Darwin is the tropical gateway to the Northern Territory, boasting large untapped oil, gas and mineral deposits, as well as vast uninhabited tracts of land suitable for military training.
Australian media outlets reported over the weekend that the two countries would announce a plan for U.S. Marines to rotate through Australia’s Robertson Barracks in Darwin. U.S. and Australian defense officials have not confirmed such a plan, but said closer defense cooperation is likely to include increased U.S. access to Australian training, facilities and ports, and the positioning of U.S. equipment Down Under.
Defense experts say the realignment is aimed at countering the rise of China.
In recent months, the Chinese government has exacerbated tensions in the region by renewing claims that it has jurisdiction over the South China Sea.
“For the first time since World War II, maritime and air security and space access and control are contestable (in the Pacific),” said Ross Babbage, a former Australian defense official and an expert on the U.S.-Australia alliance. “Cyber and electronic security is also being contested daily by a substantial Chinese operation.”
Babbage said the rapid Chinese military expansion aims to incapacitate U.S. operations in the Western Pacific.
According to the Los Angeles Times, Adm. Robert Willard, head of the U.S. Pacific Command, told reporters on Sunday that the South China Sea is a vital hub that “carries an immense amount of commerce.”
A major U.S. goal is to “maintain maritime security and peace and not see disruptions as a consequence of contested areas,” Willard was quoted as saying.
Additionally — during his trip to the Asia-Pacific region last month — Defense Secretary Leon Panetta acknowledged China’s military buildup, telling troops that the U.S. would strengthen its military presence in the region to deal with the challenges of China, along with North Korea.
An increased partnership with Australia could serve to allay fears by some in the region who have been questioning U.S. commitment to the Far East, according to Jan Van Tol, a retired U.S. Navy captain who is a senior fellow at the Center for Strategic and Budgetary Assessments in Washington, D.C.
“Those concerns have been increased by post-2008 U.S. economic and budgetary problems, especially the possible implications for potentially severe defense budget cuts,” he said. “All this … against the backdrop of rapidly growing Chinese military power.”
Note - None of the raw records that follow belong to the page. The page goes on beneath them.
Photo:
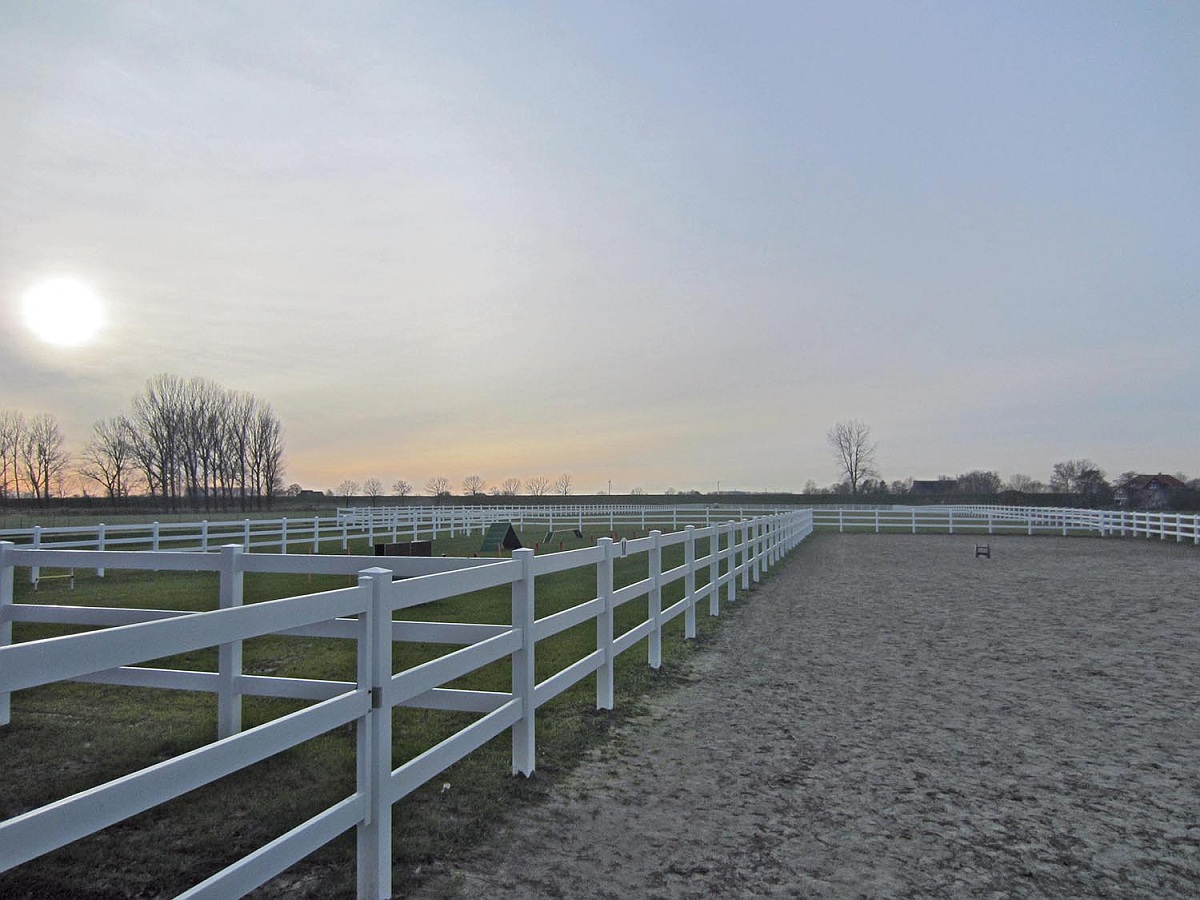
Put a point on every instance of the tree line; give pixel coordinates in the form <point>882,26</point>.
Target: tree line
<point>441,487</point>
<point>855,453</point>
<point>186,443</point>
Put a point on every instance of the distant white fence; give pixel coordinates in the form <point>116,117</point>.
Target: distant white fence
<point>315,534</point>
<point>736,552</point>
<point>1013,520</point>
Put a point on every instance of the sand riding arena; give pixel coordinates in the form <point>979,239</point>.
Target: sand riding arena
<point>897,717</point>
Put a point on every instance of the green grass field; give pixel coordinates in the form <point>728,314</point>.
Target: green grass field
<point>69,737</point>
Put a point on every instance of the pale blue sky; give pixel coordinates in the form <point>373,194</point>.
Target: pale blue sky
<point>666,244</point>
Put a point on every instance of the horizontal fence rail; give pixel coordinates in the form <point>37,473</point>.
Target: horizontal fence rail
<point>1013,520</point>
<point>719,557</point>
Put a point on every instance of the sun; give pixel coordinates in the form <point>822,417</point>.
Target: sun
<point>64,311</point>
The enhanced defense ties with Australia would come at a time when the two nations, already free-trade partners, are negotiating with a dozen other Pacific nations, including Japan, to form the Trans Pacific Partnership – a free-trade zone that, according to The Australian newspaper, is intended to create a tariff-free Asia-Pacific, a region that now accounts for almost 55 percent of global GDP and 43 percent of global trade.
Australia, which has a booming economy on the back of strong sales of its natural resources to China, is one of the few U.S. allies not cutting its defense budget.
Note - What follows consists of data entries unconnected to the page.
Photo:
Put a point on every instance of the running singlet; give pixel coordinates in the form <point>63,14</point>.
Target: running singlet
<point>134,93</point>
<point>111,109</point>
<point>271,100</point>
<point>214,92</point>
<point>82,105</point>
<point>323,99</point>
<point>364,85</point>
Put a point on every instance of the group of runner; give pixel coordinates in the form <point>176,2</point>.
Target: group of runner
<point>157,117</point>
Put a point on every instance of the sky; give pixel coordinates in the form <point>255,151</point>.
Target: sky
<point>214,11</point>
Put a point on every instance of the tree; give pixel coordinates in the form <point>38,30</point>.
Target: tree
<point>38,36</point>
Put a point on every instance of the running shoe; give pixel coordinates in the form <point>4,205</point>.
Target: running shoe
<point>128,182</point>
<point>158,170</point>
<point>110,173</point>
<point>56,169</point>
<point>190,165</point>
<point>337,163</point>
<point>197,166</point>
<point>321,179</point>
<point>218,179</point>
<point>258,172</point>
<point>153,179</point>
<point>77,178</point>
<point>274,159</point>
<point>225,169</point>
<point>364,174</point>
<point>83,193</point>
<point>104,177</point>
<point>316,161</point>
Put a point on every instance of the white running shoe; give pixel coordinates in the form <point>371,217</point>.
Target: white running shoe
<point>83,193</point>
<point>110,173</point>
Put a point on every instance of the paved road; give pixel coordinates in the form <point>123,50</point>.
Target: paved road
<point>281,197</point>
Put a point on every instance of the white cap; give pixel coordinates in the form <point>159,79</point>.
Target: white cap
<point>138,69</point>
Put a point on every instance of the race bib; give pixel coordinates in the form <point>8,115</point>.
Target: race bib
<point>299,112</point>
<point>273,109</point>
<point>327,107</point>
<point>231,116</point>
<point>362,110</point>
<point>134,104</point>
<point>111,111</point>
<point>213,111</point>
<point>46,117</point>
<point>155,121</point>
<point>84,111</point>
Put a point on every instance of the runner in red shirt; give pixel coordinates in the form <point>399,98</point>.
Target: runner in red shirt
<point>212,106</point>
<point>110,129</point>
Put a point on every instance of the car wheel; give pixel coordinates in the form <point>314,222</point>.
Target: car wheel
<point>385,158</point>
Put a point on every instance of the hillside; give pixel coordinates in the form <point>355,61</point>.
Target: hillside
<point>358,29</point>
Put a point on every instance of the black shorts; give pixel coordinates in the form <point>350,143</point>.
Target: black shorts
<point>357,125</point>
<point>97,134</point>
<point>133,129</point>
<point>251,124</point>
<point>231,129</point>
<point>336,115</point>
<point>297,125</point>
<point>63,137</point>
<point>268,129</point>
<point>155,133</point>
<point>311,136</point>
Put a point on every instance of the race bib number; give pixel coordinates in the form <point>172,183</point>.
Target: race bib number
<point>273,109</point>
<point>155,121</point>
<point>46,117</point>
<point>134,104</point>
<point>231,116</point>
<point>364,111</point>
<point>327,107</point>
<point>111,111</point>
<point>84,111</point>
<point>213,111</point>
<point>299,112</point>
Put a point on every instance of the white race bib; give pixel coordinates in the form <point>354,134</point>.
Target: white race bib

Babbage said Australia and most other countries in the region have a strong interest in seeing the U.S. military stay in the Asia-Pacific region.
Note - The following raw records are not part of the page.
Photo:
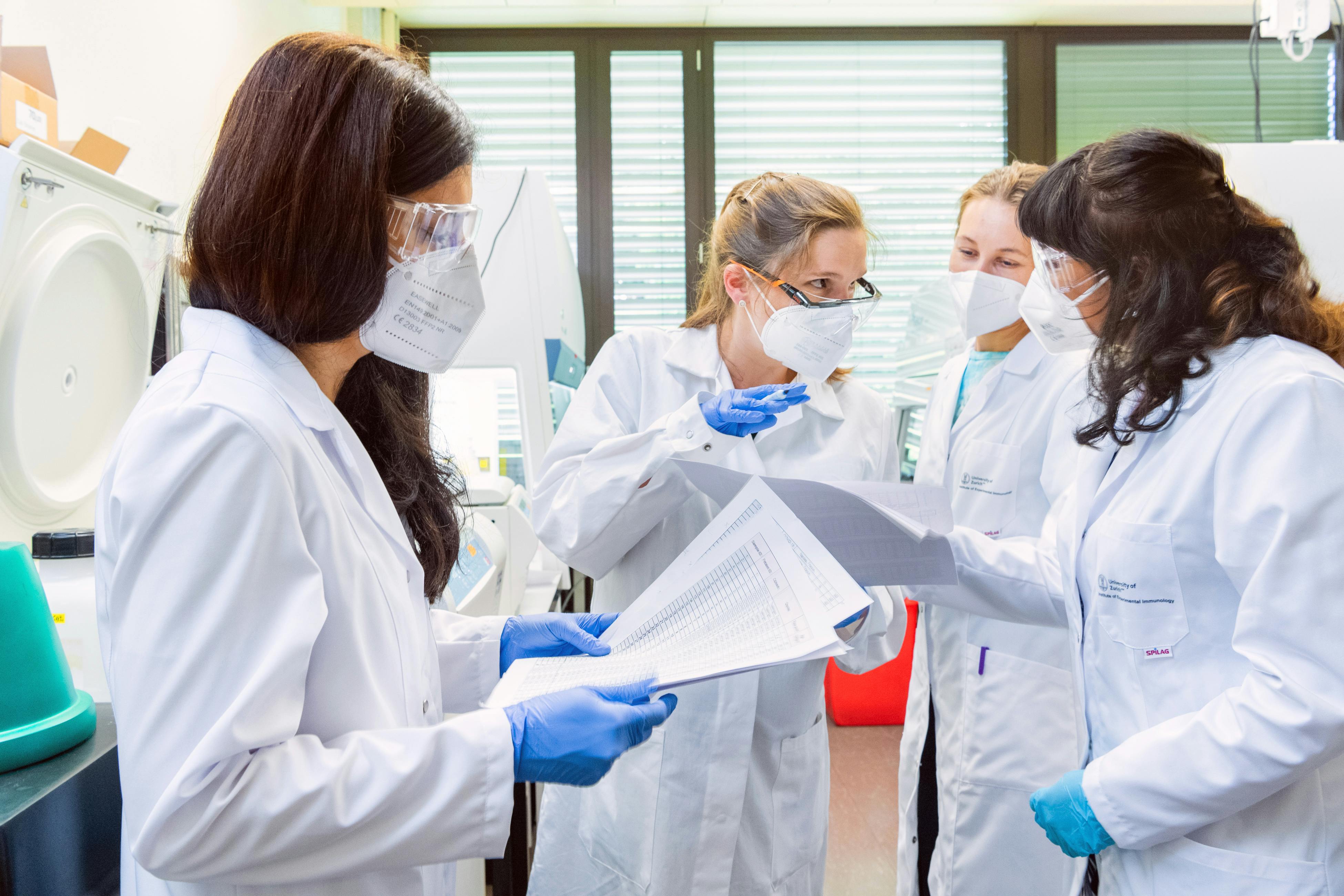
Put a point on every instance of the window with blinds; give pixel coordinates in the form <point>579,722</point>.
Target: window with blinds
<point>906,125</point>
<point>1199,86</point>
<point>648,189</point>
<point>523,105</point>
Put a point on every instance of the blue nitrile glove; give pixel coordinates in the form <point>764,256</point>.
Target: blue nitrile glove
<point>746,411</point>
<point>1063,812</point>
<point>573,737</point>
<point>553,634</point>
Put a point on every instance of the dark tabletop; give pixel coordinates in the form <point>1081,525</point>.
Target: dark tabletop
<point>23,788</point>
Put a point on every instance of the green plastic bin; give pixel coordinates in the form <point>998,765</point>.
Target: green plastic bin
<point>41,711</point>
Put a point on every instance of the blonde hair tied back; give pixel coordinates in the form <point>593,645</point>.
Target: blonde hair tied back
<point>765,222</point>
<point>1007,184</point>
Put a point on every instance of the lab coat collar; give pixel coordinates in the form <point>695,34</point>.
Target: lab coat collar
<point>697,353</point>
<point>824,399</point>
<point>232,336</point>
<point>1025,356</point>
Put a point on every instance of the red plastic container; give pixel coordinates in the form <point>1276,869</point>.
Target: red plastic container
<point>875,698</point>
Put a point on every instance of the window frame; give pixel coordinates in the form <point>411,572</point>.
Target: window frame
<point>1030,96</point>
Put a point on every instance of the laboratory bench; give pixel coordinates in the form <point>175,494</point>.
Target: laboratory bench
<point>61,820</point>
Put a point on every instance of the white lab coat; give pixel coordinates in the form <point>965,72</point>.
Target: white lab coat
<point>277,675</point>
<point>732,794</point>
<point>1198,571</point>
<point>1003,691</point>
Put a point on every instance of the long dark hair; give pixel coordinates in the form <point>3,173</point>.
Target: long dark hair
<point>289,233</point>
<point>1193,268</point>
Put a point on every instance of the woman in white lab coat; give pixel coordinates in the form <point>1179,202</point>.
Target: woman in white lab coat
<point>991,709</point>
<point>273,523</point>
<point>1198,562</point>
<point>734,798</point>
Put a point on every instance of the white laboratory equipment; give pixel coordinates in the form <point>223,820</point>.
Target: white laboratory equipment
<point>1299,182</point>
<point>81,266</point>
<point>531,295</point>
<point>506,504</point>
<point>495,411</point>
<point>1293,23</point>
<point>476,583</point>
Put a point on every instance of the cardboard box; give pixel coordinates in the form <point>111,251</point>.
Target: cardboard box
<point>27,96</point>
<point>100,151</point>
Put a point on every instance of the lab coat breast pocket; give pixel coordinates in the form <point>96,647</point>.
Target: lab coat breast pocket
<point>984,492</point>
<point>1184,866</point>
<point>800,798</point>
<point>1021,702</point>
<point>616,816</point>
<point>1139,600</point>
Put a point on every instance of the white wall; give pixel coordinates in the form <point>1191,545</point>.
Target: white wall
<point>155,74</point>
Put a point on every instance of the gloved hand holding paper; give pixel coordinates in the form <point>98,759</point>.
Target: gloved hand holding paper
<point>754,589</point>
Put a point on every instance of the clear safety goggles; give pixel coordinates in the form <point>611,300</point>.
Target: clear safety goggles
<point>444,233</point>
<point>1072,278</point>
<point>853,304</point>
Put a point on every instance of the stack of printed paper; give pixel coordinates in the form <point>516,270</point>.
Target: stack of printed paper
<point>754,589</point>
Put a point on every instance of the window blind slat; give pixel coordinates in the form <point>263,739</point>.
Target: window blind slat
<point>648,189</point>
<point>1202,88</point>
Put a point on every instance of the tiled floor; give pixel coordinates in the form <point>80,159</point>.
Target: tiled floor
<point>862,852</point>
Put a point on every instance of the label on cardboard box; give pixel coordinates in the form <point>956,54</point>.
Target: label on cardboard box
<point>30,120</point>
“We are looking at a more challenging environment (with the rise of China) and we need to rethink our priorities,” he said.
Australia has a long history of fighting alongside the U.S. in conflicts to include both world wars, the Korean War, Vietnam and Iraq. It has 1,550 troops in Afghanistan, the largest force provided by any country outside NATO.Thirty-two Australian soldiers have been killed in the conflict.
Cmdr. Leslie Hull-Ryde, a Pentagon spokeswoman, said in an email last Thursday that defense talks between the two nations have focused on realigning U.S. and Australian forces to enhance both countries’ security.
“Our respective military forces must be postured to respond in a timely and effective way to the range of contingencies that may arise in our region, including humanitarian assistance and disaster relief, and to enhance our ability to work with the armed forces of regional partners,” she said.
Australia already hosts U.S. intelligence and surveillance facilities and there are regular port visits by the U.S. Navy and exercises between the nations. The U.S. and Australia could gain from basing U.S. command posts, listening stations, long-range unmanned aircraft, submarines and Marines in Australia, Babbage said.
“What’s critical is intelligence, surveillance, reconnaissance and support,” he said.
Michael O’Hanlon, a senior fellow at the Brookings Institution, said the U.S. could consider moving Okinawa-based Marines to Australia or home-porting ships there.
“For Australia, a relatively modest-sized country in a challenging and dynamic environment, the United States is its only major ally that is active in the region,” he said.